Biomarkers of the Antioxidant Response: A Focus on Liver Carcinogenesis

Many studies have demonstrated the association of oxidative stress caused by excessive and sustained production of reactive species with chronic inflammatory conditions, neurodegenerative diseases, diabetes mellitus, atherosclerosis, and cancer. The main mechanism of redox control relies on the cellular antioxidant response. Nevertheless, oxidative stress and oxidative damage to biomolecules are events inherent to the process of carcinogenesis. Antioxidant response systems do not operate in isolation, as there is significant convergence among thermodynamically favored systems. Three main systems may be identified: glutathione, thioredoxins (TRX), and nicotinamide adenine dinucleotide phosphate (NADPH). Liver tumors frequently exhibit overexpression of one or more proteins belonging to the antioxidant system, for example, glutathione reductase (GSR), glutathione S-transferase P (GSTP), gamma-glutamyl transferase (GGT), glucose-6-phosphate dehydrogenase (G6PD), thioredoxin reductase (TXNR), NAD(P)H dehydrogenase [quinone] 1 (NQO1), and prostaglandin reductase 1 (PTGR1).
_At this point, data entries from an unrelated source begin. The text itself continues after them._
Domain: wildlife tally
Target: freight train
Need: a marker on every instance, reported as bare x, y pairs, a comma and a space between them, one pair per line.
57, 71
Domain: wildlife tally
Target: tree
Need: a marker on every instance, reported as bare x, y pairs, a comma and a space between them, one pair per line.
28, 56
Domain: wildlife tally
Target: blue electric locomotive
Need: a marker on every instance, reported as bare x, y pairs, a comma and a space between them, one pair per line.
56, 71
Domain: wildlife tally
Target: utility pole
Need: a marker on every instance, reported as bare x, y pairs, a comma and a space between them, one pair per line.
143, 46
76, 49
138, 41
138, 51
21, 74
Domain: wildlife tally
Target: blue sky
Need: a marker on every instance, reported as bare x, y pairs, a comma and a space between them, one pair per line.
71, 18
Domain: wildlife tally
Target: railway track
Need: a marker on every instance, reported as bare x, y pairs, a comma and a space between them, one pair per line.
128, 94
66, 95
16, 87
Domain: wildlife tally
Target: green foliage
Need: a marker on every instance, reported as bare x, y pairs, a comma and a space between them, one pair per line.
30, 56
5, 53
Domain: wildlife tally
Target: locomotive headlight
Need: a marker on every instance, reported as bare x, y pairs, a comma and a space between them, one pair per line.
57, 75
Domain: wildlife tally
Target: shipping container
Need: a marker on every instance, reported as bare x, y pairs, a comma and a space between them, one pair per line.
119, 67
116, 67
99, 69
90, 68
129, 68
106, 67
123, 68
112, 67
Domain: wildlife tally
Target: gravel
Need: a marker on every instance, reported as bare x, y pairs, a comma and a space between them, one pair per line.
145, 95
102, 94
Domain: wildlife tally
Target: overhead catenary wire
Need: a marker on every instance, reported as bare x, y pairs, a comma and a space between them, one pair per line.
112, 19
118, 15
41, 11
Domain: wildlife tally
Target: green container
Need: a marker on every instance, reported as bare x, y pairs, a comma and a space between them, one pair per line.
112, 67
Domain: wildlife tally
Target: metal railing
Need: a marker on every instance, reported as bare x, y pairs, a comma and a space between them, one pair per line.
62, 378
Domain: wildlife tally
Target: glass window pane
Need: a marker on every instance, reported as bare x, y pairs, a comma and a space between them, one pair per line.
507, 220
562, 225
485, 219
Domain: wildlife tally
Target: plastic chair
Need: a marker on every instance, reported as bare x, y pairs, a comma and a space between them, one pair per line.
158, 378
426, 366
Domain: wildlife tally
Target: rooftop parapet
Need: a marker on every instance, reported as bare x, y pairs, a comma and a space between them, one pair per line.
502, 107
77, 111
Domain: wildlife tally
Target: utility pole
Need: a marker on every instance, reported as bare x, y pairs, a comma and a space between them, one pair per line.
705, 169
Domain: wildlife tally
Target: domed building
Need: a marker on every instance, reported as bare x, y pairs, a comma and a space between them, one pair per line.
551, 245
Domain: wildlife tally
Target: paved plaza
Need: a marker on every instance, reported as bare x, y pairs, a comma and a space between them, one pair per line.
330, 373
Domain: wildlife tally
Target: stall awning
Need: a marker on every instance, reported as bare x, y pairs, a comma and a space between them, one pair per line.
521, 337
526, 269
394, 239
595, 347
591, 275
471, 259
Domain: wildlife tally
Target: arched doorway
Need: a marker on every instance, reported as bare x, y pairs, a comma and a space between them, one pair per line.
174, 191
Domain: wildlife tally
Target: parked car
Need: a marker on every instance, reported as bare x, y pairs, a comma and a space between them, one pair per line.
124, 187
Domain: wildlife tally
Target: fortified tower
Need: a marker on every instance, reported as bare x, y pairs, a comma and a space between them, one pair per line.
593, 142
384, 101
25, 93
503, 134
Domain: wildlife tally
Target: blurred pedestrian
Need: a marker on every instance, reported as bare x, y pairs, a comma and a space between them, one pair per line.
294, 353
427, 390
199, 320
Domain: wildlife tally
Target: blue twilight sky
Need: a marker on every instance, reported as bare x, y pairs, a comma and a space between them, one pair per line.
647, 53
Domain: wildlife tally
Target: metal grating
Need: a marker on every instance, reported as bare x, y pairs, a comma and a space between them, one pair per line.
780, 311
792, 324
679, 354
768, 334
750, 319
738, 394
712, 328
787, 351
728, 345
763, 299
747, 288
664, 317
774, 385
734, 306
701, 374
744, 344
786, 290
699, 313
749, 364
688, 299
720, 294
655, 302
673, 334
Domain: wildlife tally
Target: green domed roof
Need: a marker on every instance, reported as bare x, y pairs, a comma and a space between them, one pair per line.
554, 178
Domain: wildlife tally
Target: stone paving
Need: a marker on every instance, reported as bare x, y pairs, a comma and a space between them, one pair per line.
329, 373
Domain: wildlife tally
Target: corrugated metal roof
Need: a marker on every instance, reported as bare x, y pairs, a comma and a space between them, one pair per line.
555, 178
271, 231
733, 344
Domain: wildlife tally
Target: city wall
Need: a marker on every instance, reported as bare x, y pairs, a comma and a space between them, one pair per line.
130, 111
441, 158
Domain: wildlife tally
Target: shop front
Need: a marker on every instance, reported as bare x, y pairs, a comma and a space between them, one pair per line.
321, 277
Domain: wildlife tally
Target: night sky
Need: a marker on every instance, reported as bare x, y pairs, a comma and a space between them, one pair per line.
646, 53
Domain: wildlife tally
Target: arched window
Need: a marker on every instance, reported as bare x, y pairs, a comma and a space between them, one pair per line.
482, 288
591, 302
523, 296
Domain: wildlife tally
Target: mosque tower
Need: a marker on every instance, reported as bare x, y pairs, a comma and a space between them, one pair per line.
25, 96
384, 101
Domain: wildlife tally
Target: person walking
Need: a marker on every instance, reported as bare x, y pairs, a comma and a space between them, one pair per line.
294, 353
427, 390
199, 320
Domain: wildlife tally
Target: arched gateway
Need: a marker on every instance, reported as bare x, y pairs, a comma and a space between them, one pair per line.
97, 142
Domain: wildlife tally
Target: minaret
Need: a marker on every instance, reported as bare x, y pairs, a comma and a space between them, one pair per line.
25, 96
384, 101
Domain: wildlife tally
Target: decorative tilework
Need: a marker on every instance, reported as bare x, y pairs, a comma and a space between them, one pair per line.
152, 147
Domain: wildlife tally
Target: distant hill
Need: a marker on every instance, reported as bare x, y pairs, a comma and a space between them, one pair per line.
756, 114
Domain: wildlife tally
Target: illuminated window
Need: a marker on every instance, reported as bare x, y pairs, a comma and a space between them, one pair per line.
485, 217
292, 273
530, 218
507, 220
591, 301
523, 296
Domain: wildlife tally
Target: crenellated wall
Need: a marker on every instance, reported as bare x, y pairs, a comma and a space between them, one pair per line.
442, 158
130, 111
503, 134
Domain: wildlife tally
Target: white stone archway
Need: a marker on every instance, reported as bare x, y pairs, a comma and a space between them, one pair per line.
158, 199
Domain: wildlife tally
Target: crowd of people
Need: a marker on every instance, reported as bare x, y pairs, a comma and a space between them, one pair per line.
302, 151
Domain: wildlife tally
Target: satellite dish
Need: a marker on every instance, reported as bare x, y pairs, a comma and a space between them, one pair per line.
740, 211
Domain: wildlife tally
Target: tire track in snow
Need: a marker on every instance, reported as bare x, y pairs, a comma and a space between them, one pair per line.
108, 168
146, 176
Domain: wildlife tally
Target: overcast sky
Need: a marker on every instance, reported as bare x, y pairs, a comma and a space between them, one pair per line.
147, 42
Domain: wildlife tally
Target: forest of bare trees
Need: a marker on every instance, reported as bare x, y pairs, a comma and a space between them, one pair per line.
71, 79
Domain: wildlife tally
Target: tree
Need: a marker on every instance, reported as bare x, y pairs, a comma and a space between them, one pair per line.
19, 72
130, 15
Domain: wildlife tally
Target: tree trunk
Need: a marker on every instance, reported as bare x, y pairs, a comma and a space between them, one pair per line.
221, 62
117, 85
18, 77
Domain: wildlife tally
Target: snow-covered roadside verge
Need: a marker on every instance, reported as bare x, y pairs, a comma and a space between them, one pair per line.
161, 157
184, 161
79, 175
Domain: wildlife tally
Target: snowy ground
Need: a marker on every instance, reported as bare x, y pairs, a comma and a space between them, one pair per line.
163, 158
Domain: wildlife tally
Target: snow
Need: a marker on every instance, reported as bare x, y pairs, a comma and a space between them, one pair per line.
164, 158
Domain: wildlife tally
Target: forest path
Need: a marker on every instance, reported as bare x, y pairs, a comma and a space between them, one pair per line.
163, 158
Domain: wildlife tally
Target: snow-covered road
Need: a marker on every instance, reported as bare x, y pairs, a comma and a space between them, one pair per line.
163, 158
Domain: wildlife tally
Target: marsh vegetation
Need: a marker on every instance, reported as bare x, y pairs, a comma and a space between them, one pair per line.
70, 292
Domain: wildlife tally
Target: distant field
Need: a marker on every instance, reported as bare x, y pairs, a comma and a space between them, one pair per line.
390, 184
The increased expression of these enzymes is suggested as biomarker that favors tumor development by stimulating proliferation, angiogenesis, and metastasis or by preventing cell death. The loss of expression of some antioxidant enzymes could be used as biomarkers too such as catalase (CAT) and superoxide dismutase (SOD). Therefore, the expression of these proteins shows predictive value for the prognosis and risk of liver cancer recurrence in patients. In this chapter, we discuss the most recent findings regarding the enzymatic antioxidant cellular response that occurs during liver carcinogenesis and how these systems could be used as biomarkers in the clinical practice.